At last the puff of white smoke from Stanhope Gate that the world of corporate governance has been waiting for.
Sir Christopher Harding has been given the unenviable job of chairing GEC's remuneration committee. In his other job as non-executive chairman of insurance group Legal & General, Sir Christopher took home pounds 120,000 last year - modest by the standards of GEC's pounds 2m-a-year managing director George Simpson. Sir Christopher was already serving on the committee so had a hand in the super-options scheme which so enraged institutional shareholders at the annual meeting this month. We wait to see what effect, if any, the burden of chairing the committee produces.
With pounds 6bn of its pounds 56bn under management coming from clients of its operations in Japan, Australia, the US and France, Gartmore has appointed a head of its overseas businesses.
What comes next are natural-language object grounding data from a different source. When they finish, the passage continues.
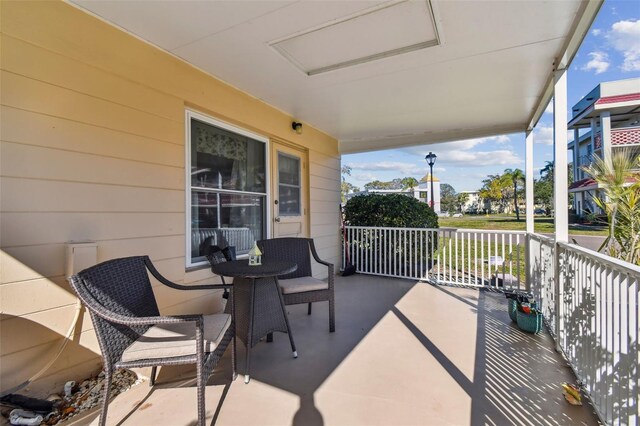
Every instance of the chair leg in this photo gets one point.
(201, 383)
(105, 401)
(332, 313)
(152, 379)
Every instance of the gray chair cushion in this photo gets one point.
(302, 284)
(173, 340)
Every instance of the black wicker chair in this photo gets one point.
(300, 286)
(132, 334)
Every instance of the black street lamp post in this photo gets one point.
(431, 160)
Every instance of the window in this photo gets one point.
(288, 185)
(227, 187)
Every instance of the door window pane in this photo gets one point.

Chris Russell is to join Gartmore in November from Jardine Fleming in Hong Kong and will report to Andrew Brown, joint chief executive.
Anthony Nelson, former Minister of State for Trade and Industry and Economic Secretary to the Treasury, has bounced back from the Tory drubbing in May. From October, Mr Nelson, 49, will be managing director of European investment banking at Salomon Brothers, where he is expected to oversee the US bank's expansion on the Continent. Mr Nelson was an MP for 23 years before retiring at the last election to "resume his business career". Before that he worked at NM Rothschild. He was at pains yesterday to point out that the Advisory Committee on Business Appointments had given the green light to his appointment. A chap's got to be so careful these days.